The "cancer stem cells," are special cells that are able to survive the onslaught of chemotherapy or other treatments, then differentiating into new cancer cells and leading to recurrence.
"When we then looked at different subpopulations of heterogeneous cancer cells and found one specific group of EpCAM-positive cancer stem cells, where MYCN was elevated," said Kojima. "We wondered if perhaps the key to acyclic retinoid's effect was its ability to target these hepatic cancer stem cells."
Experiments revealed that when exposed to acyclic retinoid, in a dose dependent manner, the EpCAM-positive cells were selectively depleted.

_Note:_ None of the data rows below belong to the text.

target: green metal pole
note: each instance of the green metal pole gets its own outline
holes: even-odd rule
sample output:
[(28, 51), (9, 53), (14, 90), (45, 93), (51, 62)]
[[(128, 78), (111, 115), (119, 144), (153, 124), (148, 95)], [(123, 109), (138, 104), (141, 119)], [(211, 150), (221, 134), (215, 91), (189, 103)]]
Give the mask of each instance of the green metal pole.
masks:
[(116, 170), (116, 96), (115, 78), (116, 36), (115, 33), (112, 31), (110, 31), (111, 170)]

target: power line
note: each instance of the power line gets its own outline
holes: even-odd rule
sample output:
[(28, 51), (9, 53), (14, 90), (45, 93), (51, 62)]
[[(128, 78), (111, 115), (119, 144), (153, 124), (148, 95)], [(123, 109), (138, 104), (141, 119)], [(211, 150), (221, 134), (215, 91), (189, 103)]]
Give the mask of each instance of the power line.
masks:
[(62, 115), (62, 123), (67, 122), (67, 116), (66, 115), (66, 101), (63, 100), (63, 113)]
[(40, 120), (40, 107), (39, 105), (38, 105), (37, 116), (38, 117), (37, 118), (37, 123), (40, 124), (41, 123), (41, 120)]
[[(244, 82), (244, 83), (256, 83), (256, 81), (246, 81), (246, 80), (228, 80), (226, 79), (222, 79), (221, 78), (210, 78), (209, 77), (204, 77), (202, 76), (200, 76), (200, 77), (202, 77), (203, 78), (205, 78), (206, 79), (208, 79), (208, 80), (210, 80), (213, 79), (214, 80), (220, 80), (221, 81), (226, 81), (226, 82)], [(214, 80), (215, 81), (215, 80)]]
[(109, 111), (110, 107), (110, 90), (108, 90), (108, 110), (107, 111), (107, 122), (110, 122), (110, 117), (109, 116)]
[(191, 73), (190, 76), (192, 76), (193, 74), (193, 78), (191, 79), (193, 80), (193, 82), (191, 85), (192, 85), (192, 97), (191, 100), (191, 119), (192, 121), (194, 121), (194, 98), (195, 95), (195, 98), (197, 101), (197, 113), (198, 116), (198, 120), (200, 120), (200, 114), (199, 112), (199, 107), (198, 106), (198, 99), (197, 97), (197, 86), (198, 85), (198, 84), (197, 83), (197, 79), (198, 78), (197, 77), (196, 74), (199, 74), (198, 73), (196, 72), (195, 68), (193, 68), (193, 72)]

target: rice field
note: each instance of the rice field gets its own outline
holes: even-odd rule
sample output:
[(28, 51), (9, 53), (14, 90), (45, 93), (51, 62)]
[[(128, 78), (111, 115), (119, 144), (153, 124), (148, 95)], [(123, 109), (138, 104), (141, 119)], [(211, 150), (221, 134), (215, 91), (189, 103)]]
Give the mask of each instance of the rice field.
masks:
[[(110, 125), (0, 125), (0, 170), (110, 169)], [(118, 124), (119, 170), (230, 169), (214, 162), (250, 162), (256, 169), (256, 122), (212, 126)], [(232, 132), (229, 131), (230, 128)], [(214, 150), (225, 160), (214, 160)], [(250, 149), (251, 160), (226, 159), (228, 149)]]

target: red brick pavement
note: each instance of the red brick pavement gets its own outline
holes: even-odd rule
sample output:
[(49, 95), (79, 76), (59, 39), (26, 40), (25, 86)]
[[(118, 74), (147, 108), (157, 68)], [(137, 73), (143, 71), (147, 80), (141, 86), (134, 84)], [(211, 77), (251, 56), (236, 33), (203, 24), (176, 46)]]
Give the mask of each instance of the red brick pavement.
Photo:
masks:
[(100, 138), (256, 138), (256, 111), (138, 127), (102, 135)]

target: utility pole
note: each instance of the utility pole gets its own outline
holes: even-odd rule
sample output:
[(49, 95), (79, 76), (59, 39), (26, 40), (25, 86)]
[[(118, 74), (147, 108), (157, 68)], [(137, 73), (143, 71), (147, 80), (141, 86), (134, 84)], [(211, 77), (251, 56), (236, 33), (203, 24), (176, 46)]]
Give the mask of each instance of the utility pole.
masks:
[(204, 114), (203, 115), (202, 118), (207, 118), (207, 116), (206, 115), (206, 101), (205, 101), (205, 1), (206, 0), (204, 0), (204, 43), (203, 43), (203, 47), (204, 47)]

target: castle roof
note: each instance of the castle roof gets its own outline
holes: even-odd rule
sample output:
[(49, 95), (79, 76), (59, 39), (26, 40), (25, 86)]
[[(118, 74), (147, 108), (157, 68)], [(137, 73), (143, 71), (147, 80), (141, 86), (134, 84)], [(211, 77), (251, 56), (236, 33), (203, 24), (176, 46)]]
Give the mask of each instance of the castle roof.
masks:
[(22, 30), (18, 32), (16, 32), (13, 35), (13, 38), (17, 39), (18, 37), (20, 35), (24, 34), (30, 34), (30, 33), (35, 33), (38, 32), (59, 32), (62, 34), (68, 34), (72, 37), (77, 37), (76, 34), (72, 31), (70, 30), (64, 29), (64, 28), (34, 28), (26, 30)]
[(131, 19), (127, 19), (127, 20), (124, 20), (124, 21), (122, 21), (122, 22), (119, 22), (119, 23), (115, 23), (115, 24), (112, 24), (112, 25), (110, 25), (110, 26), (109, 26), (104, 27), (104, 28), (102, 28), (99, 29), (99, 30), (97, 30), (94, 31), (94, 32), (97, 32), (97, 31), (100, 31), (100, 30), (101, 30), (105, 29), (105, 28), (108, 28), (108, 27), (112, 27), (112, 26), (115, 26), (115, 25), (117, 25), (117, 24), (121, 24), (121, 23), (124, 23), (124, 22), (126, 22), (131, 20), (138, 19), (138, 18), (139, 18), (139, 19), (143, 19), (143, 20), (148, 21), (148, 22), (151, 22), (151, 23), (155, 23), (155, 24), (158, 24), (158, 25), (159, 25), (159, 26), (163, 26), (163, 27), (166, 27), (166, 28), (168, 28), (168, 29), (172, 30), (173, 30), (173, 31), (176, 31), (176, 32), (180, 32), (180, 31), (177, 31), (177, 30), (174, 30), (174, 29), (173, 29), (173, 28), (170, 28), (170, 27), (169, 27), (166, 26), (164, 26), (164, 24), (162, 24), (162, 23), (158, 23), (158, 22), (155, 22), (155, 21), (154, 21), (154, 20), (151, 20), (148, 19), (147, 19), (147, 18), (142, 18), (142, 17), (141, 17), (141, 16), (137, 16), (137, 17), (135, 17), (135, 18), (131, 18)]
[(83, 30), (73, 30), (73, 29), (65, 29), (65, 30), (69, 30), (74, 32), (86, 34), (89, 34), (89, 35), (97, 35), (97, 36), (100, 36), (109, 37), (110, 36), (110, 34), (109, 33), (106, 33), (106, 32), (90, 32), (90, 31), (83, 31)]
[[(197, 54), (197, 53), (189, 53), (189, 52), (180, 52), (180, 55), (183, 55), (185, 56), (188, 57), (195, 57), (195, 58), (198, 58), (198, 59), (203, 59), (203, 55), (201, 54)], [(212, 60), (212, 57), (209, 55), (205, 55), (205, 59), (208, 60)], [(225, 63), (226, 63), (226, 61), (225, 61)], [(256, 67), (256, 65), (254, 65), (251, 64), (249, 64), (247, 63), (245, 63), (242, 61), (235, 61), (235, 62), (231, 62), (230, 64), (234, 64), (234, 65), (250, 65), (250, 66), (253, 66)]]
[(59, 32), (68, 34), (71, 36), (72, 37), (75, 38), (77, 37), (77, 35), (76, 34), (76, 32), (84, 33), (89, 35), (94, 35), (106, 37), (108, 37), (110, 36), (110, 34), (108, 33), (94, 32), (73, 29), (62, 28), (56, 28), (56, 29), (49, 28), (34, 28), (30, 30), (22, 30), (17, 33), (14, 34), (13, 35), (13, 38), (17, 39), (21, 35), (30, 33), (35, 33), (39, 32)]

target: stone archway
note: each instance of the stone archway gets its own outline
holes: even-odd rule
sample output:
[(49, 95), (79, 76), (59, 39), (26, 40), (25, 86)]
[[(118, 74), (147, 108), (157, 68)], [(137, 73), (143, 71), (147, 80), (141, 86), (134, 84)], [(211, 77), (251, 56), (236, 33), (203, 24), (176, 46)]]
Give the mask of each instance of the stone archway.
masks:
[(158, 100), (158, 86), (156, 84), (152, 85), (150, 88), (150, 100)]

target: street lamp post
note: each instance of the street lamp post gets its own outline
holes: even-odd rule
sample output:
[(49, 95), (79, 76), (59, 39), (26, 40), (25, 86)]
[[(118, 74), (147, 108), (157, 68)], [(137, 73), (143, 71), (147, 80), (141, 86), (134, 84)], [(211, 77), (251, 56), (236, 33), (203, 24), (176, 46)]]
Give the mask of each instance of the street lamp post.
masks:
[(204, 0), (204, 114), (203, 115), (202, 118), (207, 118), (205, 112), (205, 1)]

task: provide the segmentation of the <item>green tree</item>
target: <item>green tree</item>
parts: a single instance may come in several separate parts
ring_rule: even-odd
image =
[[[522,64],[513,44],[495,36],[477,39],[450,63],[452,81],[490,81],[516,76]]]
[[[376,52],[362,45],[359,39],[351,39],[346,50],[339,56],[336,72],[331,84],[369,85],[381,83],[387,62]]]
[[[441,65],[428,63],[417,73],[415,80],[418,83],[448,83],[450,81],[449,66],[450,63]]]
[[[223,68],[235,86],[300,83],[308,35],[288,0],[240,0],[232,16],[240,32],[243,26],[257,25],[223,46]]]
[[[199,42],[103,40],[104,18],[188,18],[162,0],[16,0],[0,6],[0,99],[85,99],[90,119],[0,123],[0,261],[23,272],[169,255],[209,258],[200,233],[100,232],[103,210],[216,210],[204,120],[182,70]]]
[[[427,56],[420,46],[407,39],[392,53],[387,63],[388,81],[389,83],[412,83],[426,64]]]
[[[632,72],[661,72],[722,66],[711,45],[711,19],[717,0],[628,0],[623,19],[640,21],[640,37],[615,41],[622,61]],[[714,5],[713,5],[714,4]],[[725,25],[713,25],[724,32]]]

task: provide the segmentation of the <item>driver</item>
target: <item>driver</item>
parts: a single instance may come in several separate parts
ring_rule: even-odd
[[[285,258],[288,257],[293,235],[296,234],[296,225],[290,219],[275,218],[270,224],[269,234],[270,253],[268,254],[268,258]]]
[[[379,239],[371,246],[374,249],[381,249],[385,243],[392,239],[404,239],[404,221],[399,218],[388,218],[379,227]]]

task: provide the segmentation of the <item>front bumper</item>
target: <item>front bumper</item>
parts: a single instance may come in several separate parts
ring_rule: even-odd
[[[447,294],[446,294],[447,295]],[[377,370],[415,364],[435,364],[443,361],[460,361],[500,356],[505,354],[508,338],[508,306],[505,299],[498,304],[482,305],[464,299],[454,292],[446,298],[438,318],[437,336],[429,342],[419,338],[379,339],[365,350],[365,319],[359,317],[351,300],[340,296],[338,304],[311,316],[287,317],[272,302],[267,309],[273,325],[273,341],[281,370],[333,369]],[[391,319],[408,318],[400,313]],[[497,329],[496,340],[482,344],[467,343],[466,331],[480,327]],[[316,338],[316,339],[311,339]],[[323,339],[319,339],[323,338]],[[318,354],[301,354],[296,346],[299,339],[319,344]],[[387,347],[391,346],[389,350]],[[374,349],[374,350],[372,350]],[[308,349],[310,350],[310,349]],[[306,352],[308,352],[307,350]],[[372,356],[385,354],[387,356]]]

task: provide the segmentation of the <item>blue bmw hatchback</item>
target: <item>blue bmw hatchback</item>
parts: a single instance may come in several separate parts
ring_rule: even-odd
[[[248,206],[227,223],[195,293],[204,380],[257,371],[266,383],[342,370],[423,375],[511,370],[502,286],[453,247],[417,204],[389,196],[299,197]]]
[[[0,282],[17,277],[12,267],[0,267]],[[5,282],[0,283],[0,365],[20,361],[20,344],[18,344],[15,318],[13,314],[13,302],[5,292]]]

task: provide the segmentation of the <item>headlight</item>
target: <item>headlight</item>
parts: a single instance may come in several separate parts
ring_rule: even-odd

Also, the researchers took liver biopsies of patients who had been given acyclic retinoid following liver cancer surgery, and found that in four of the six who had received a higher dosage of 600 mg/d, there were decreased levels of MYCN expression.
They looked at data from the Cancer Genome Atlas, and found that elevated expression of MYCN correlated with dramatically poorer prognosis.
"It is remarkable that the acyclic retinoid clearly targets a certain category of cancer stem cells, and this provides us with important hints for decreasing cancer recurrence and truly curing patients. We are waiting to see what clinical data will show us," said Kojima.
A phase 3 clinical trial of acyclic retinoid (also called Peretinoin), is currently underway to test the drug's ability to prevent HCC recurrence.